A gripping, haunting work about the reverberations of a serial killer's crimes in the lives of everyday people.
In 1998, an apparently ordinary Australian man is arrested and charged with a series of brutal murders. The news shocks the nation, bringing both horror and resolution to the victims' families, but its impact travels even further—into the past, as the murders rewrite personal histories, and into the future, as true crime podcasts and biopics tell the story of the crimes.
Highway 13 takes murder as its starting point, but it unfolds to encompass much through the investigation of the aftermath of this violence across time and place, from the killer's home town in country Australia to the tropical Far North, and to Texas and Rome, McFarlane presents an unforgettable, entrancing exploration of the way stories are told and spread, and at what cost.

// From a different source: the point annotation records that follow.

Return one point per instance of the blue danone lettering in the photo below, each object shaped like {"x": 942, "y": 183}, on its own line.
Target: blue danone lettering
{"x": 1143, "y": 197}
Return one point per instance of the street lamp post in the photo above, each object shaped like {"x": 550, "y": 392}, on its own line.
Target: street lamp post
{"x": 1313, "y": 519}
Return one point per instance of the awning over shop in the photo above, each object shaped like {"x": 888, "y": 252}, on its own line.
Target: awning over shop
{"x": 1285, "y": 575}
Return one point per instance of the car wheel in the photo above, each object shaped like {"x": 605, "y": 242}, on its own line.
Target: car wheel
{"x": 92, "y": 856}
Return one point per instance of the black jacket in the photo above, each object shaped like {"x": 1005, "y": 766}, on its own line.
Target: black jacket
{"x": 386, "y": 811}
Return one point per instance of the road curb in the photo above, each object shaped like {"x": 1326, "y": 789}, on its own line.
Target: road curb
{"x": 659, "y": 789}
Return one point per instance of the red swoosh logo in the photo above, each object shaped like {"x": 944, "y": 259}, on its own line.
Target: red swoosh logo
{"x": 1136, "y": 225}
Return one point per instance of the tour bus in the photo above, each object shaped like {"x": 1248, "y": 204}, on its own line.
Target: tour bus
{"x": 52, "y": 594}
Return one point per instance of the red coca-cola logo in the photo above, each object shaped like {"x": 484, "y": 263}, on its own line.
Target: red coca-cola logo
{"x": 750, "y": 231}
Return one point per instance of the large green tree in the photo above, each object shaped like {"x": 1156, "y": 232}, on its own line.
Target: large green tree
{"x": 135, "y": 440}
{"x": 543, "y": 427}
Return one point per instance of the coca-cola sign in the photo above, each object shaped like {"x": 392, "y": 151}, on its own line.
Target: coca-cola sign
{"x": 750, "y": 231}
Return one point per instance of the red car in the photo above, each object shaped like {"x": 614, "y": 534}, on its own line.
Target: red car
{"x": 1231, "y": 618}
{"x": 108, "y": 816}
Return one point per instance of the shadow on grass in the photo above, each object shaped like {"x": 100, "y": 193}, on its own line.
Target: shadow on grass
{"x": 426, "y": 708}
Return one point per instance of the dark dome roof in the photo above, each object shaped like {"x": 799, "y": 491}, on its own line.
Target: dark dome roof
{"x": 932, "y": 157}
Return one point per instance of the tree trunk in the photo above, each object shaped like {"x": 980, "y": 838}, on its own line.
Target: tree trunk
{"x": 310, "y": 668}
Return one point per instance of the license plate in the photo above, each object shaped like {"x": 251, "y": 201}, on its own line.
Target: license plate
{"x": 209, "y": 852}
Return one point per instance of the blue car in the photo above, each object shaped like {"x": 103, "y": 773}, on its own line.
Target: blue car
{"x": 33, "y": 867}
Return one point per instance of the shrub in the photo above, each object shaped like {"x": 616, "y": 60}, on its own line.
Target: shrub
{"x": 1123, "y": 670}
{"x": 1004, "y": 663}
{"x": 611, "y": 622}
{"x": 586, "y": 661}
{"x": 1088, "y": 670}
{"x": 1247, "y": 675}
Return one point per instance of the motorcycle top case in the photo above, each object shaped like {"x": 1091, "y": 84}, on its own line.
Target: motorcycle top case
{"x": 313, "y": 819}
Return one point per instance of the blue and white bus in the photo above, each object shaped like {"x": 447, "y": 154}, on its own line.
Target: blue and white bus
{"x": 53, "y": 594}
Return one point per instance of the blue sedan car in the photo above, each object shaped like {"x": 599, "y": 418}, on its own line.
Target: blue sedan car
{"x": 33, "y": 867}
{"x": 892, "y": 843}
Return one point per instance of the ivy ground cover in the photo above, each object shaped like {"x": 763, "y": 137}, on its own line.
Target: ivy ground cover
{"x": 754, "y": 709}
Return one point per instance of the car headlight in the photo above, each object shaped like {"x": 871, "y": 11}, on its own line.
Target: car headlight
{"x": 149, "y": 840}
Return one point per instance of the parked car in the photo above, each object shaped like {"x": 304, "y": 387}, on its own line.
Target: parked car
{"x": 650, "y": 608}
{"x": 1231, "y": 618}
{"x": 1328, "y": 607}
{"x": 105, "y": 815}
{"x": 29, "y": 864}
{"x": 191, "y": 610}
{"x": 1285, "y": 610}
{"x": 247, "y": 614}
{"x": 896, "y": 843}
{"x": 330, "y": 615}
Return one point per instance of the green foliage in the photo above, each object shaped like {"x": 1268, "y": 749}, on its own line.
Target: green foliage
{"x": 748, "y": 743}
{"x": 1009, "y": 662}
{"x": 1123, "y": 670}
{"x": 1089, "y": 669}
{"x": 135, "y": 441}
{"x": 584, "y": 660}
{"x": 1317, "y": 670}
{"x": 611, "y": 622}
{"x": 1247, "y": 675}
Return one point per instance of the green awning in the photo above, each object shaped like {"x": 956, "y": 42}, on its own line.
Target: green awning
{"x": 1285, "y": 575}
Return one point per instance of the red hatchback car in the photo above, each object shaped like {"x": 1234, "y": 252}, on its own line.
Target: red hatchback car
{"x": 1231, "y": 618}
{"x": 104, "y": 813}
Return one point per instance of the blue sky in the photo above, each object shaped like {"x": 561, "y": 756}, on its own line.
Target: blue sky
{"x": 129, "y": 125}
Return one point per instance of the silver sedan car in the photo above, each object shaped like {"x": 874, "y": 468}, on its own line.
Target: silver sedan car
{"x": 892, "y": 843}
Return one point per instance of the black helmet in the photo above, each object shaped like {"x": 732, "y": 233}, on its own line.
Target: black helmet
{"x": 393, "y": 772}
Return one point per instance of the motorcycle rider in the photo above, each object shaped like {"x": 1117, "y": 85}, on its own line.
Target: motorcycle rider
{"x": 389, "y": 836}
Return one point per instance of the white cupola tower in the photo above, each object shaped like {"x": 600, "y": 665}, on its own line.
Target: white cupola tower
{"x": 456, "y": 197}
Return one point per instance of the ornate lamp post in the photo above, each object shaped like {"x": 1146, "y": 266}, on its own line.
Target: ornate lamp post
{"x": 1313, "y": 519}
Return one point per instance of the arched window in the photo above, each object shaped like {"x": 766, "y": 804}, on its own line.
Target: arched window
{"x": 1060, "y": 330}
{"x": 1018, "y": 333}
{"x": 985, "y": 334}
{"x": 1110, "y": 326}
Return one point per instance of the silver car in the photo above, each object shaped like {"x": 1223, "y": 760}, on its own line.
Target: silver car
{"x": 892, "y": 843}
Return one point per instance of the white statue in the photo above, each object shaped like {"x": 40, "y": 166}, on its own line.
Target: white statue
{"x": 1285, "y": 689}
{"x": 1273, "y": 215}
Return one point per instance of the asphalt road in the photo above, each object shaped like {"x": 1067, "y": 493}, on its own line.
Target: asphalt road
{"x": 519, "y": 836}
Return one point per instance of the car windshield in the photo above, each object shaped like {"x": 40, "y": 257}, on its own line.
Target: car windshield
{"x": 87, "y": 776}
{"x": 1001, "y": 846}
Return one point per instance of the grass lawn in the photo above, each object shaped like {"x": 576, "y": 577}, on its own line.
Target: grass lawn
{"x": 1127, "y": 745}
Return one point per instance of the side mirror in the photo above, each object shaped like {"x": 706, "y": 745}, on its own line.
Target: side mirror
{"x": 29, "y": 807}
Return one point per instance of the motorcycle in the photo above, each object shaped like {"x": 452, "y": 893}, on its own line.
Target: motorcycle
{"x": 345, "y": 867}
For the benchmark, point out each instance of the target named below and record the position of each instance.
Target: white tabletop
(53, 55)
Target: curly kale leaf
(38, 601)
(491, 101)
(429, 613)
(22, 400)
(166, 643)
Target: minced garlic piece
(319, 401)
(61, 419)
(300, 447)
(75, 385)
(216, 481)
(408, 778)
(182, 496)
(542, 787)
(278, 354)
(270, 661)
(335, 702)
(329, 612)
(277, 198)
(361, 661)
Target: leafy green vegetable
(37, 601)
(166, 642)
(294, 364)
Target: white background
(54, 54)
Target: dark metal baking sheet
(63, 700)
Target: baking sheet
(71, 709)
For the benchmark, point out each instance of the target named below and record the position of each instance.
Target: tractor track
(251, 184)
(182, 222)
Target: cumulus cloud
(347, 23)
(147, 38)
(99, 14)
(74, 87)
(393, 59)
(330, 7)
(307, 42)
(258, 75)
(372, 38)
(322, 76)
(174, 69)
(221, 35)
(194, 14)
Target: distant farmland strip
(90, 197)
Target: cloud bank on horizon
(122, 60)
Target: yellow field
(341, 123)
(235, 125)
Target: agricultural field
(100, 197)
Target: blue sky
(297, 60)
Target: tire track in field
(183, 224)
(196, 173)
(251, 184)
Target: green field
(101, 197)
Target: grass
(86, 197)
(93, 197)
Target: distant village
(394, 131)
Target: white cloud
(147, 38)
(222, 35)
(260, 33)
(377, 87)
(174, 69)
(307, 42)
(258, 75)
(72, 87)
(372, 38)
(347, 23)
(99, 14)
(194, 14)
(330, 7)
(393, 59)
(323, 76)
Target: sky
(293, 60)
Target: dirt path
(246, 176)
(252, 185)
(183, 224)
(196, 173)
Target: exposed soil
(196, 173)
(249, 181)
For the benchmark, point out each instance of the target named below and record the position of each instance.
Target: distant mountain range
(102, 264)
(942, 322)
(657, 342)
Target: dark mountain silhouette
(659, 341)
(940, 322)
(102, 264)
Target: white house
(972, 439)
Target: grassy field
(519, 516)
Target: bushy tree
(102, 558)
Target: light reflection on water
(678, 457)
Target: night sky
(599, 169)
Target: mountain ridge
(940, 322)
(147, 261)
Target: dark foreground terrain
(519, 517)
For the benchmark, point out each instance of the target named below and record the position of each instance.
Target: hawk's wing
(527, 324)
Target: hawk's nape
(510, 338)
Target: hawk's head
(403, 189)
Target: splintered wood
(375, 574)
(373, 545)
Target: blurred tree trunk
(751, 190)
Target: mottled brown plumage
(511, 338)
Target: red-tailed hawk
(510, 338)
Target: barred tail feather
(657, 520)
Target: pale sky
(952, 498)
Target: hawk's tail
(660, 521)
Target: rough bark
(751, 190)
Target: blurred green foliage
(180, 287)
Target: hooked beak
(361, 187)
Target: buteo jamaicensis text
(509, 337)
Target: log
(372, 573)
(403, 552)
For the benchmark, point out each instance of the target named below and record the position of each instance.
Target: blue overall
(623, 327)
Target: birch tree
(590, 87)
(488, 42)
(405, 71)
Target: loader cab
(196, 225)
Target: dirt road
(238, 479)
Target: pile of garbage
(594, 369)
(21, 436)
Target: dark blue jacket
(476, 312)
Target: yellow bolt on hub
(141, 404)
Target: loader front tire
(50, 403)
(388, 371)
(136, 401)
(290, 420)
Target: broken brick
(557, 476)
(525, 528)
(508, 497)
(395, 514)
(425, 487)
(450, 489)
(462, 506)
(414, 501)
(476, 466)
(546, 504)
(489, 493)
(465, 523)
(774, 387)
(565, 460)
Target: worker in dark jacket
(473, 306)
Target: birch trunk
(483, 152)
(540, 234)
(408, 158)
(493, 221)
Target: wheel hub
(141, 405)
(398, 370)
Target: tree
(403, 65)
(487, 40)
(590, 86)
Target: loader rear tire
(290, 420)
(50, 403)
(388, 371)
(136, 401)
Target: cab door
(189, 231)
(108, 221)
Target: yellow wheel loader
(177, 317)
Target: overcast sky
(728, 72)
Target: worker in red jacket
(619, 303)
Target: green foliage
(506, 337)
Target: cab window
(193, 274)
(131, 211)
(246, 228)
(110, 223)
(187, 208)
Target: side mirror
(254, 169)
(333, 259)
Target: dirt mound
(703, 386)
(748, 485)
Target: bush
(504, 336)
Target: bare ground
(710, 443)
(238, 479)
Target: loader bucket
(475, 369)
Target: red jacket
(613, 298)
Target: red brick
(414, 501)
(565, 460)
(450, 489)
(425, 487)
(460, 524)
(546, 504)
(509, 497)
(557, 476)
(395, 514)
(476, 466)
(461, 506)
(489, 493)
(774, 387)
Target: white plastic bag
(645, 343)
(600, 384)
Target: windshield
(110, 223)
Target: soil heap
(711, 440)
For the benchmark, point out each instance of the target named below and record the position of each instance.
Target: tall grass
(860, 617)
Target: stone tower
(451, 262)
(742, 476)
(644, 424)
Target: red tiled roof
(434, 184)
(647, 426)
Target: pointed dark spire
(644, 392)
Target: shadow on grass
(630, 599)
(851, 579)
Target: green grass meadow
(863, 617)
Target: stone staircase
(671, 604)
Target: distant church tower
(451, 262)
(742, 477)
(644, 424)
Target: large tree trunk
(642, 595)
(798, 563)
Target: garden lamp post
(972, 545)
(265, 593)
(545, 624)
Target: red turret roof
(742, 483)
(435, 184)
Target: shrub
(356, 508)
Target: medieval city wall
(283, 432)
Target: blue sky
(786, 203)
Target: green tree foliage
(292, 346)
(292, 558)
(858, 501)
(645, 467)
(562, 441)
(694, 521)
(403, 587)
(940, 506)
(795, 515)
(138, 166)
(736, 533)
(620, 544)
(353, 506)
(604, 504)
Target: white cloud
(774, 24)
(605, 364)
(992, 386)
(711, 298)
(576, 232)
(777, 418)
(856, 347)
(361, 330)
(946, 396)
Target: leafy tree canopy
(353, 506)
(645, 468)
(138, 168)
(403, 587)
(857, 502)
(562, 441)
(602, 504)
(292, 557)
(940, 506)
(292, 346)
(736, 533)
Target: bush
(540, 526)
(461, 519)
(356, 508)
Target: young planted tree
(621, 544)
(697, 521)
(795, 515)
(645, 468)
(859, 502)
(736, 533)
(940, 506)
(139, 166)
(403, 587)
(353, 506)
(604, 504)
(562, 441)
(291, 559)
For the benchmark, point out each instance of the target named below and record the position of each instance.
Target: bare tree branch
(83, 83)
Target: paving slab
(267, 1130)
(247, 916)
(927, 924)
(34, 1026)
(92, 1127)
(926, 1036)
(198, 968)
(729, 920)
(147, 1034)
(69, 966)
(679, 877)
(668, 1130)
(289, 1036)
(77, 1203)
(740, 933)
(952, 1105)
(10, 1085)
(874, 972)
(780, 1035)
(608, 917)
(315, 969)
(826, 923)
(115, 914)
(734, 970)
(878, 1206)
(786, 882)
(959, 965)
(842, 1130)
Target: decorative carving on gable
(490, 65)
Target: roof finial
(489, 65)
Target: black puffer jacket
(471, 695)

What damages, big and small, do these crimes incur? How do communities make sense of such atrocities? How does the mourning of families sit alongside the public fascination with terrible crimes? And can we tell true crime stories without putting the killers at the centre of the story?
Highway 13, Fiona McFarlane
A group of short stories, this a both gripping, and incredibly clever crime fiction, set within a scenario that will be familiar to some Australian readers.
The central premise of this collection is the reverberations of a serial killer's crime in the lives of ordinary people. The connections are both unexpected and more obvious, but the impacts less predictable, and sometimes disconcertingly random. Each story provides a glimpse into the way that one person's actions create an outward ripple effect, how complicated connections can be, and more importantly, how chance plays such a big part in so many lives.
The central connection is that in 1998 a quintessentially "he was so quiet" man was arrested and charged with a series of brutal murders, all connected to a stretch of road, and a bush setting where bodies were found (and may not have all been located). The news of this shocked the nation, devastated a lot of victim's families, and then, out through his own family, neighbours, friends, and random people who had somehow crossed paths with a serial killer.
Taking those murders as their starting point, each of the stories in HIGHWAY 13 touch on a variety of different points to these murders - from the killer's rural home town, across Australia, and out through the world as people grow up together, or meet, love, marry, separate, work, and simply go about their lives. Sometimes curious about the murders, sometimes unaware of the past or their futures (thank goodness for that one).
Ultimately these stories are a favourite part of crime fiction for this reader - consequences, and for a series of short stories, they are breathtaking in their wideness of scope and intent.
As the blurb puts it:
What damages, big and small, do these crimes incur? How do communities make sense of such atrocities? How does the mourning of families sit alongside the public fascination with terrible crimes? And can we tell true crime stories without putting the killers at the centre of the story?